Partner
The Moses Mendelssohn Center is closely linked to the University of Potsdam; its staff members offer courses in various departments of the university and regularly supervise undergraduate and graduate theses. In addition, the MMZ engages in the support of graduate students and supervises individual doctoral projects at the University of Potsdam.
Since 2010, the MMZ has also been a founding member of the Selma Stern Center for Jewish Studies Berlin-Brandenburg (ZJS), a network funded by the German Federal Ministry of Education and Research until 2022 and opened in 2012, which consists of the Freie Universität Berlin (Jewish Studies), the Humboldt-Universität zu Berlin (Cultural Studies), the Technische Universität Berlin (Center for Research on Antisemitism), the University of Potsdam (Jewish Studies) and the Abraham Geiger Kolleg (AGK) and the Hochschule Franz Liszt Weimar. In addition, thanks to the proximity to the Leibniz Centre for Contemporary History, the Einstein Forum as well as the Theodor Fontane Archive, we have academic partners that enable networking within the center of the city. The participation in the Network Digital Humanities helps to raise the profile of the Digital Humanities in the university city of Potsdam.
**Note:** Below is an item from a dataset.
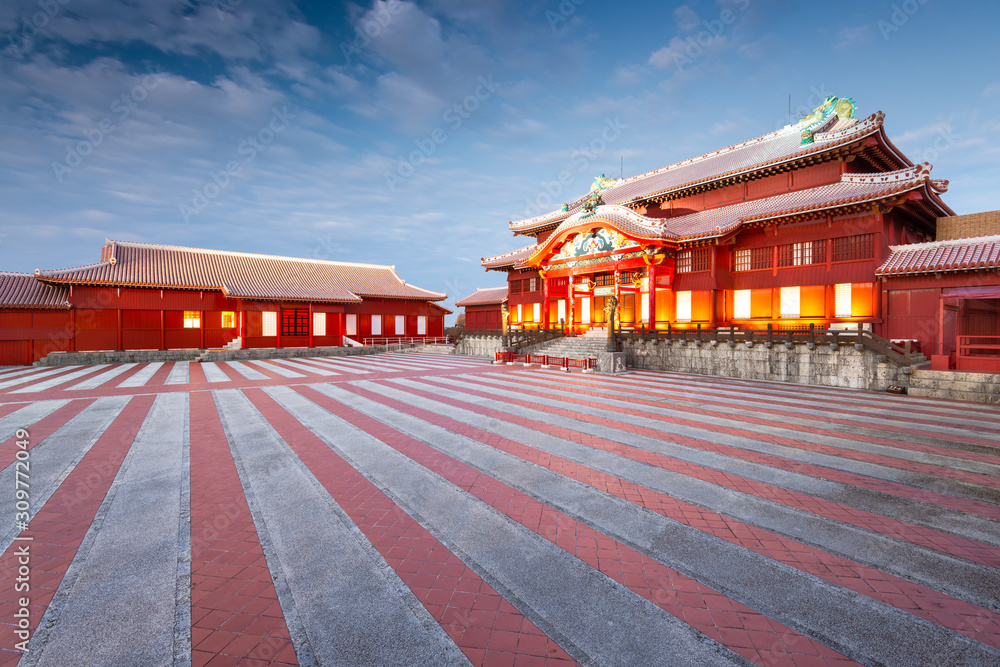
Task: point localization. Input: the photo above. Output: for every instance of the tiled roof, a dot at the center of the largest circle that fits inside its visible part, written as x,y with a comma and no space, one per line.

Cooperations with partner institutions abroad - especially in England, the USA and Israel - are constantly being expanded and strengthened. This includes cooperation with research institutions such as the Academic Working Group of the Leo Baeck Institute (WAG) as part of the international Leo Baeck Institute with its three branches in Jerusalem, London and New York. Regular cooperation partners also include the German Historical Institutes in Warsaw and Washington, Indiana University in Bloomington with its Jewish Studies Program, the Bucerius Institute for Research of Contemporary German History and Society at the University of Haifa, the Richard Koebner Minerva Center for German History in Jerusalem, the Minerva Institute for German History at Tel Aviv University, and the Centre for the Study of the Holocaust and Jewish Literature at Charles University in Prague as well as the European Association for Israel Studies. Cooperation with the above-mentioned, mostly much larger institutions includes reciprocal invitations to lectures, fellowships, publications, joint conferences or workshops, and programs for graduate support.